Biden seemed so entrapped in his testy policy-point mind that he had a way of giving almost every answer a bit of the aura that one remembers from Mike Dukakis’ famous 1988 debate non-response about what he would do if Kitty Dukakis were raped and killed. Dukakis gave a woefully dispassionate answer (one that’s commonly thought to have sealed his election defeat), and Biden, too, kept meeting questions about crucial issues as if he were reciting the answers, as if bureaucratic detail could handle human problems. It’s not that the fine points of policy don’t matter. It’s that a presidential candidate in the mega-media age must know how to frame the issues in a potent human way. He has to sweep up his listeners.

And that’s just what Trump has learned to do. No matter how vividly this idea is conveyed, too many Americans fail to grasp its upshot: that Donald Trump is Entertainment, and that he has used politics to perfect his role as a showbiz paragon. He’s a genuine (so-so) wheeler-dealer businessman, but he played an imperious executive deity on TV, and he’s still playing one. Yes, he’s a liar, a huckster, a bully, a racist, a convicted felon and now a potential authoritarian demagogue. But to great swaths of the American people, the reason all this somehow doesn’t matter is that he’s the figure in the presidential race who grips them, who has all the good lines. And that’s the Trump we saw tonight.

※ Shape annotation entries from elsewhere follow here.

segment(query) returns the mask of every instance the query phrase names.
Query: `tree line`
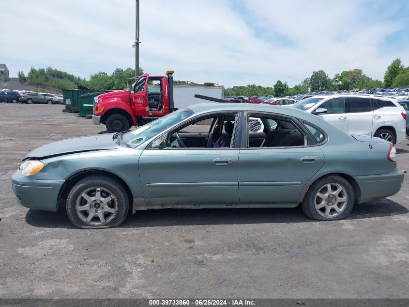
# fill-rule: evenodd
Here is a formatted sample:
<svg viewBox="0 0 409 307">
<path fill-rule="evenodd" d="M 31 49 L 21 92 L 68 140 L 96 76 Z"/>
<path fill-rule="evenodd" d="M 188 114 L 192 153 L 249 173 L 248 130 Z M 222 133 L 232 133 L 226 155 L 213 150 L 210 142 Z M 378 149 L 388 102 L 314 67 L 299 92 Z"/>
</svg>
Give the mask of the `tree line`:
<svg viewBox="0 0 409 307">
<path fill-rule="evenodd" d="M 226 96 L 266 96 L 277 97 L 296 95 L 317 91 L 339 91 L 354 89 L 377 88 L 409 86 L 409 66 L 405 67 L 400 58 L 395 59 L 385 72 L 383 81 L 374 80 L 363 73 L 362 69 L 354 68 L 335 74 L 330 78 L 324 70 L 314 71 L 303 82 L 289 87 L 287 81 L 278 80 L 272 87 L 249 84 L 233 86 L 226 89 Z"/>
<path fill-rule="evenodd" d="M 78 86 L 90 89 L 106 90 L 126 88 L 126 79 L 135 76 L 135 70 L 128 67 L 124 70 L 117 68 L 110 75 L 100 71 L 90 76 L 88 80 L 75 76 L 57 69 L 47 67 L 36 69 L 31 67 L 27 76 L 19 70 L 18 80 L 22 83 L 42 85 L 60 89 L 72 89 Z M 139 68 L 139 75 L 143 70 Z M 68 80 L 68 81 L 67 81 Z M 183 82 L 183 81 L 178 81 Z M 277 81 L 272 87 L 256 84 L 235 86 L 226 90 L 226 96 L 267 96 L 283 97 L 303 94 L 316 91 L 336 91 L 342 89 L 376 88 L 409 86 L 409 66 L 405 67 L 398 58 L 394 60 L 385 72 L 383 81 L 373 80 L 363 73 L 362 69 L 354 68 L 335 74 L 329 78 L 324 70 L 314 71 L 311 76 L 302 82 L 290 87 L 287 81 Z"/>
</svg>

Trump learned most of his bullying, postmodern dark-side-of-Warhol media-manipulation techniques from Roy Cohn, who he sucked up to as a kind of father figure and then abandoned (in no small part because of his homophobic disgust over the fact that Cohn had AIDS). But a major part of what Ramin Setoodeh, the co-editor-in-chief of Variety, captures in his new book “Apprentice in Wonderland” is how “The Apprentice,” in effect, became Trump’s second Roy Cohn. The glittering network series taught him how to project himself as an actor, how to tailor Cohn’s backroom methods of reality manipulation to the hyper-(non)reality of reality TV.

He is still, in effect, the president of the National Entertainment State. And if you find yourself saying, “But this is politics. This matters. How can people look past Trump’s immorality as a human being?,” it’s worth noting that his ability to trump the enfeebled bureaucratic shambling of Joe Biden is a degraded version of something that’s long been there in our presidential contests, certainly since JFK vs. Nixon — the Happy Warrior syndrome. Trump, even under attack by the law, is the Happy Warrior because you can feel how much he enjoys destroying the things around him. That’s not a Happy Warrior who should be president, but it’s the one that America is stuck with.

He can only be defeated by another Happy Warrior. Biden, tonight, was so far from being that person that his performance already appears to have set off a fire alarm within the Democratic Party. Can he be replaced? That will now, at least, be the question on the lips of many Democrats. But one reason for that should not be understated: Donald Trump, hewing to a mostly middle-of-the-script, dodging questions like an ace lawyer about whether he’d accept the election results, tonight did the job of making himself seem more viable than reckless. Whoever the Democratic candidate for president is, be it Joe Biden or someone else, he or she will have to undo that.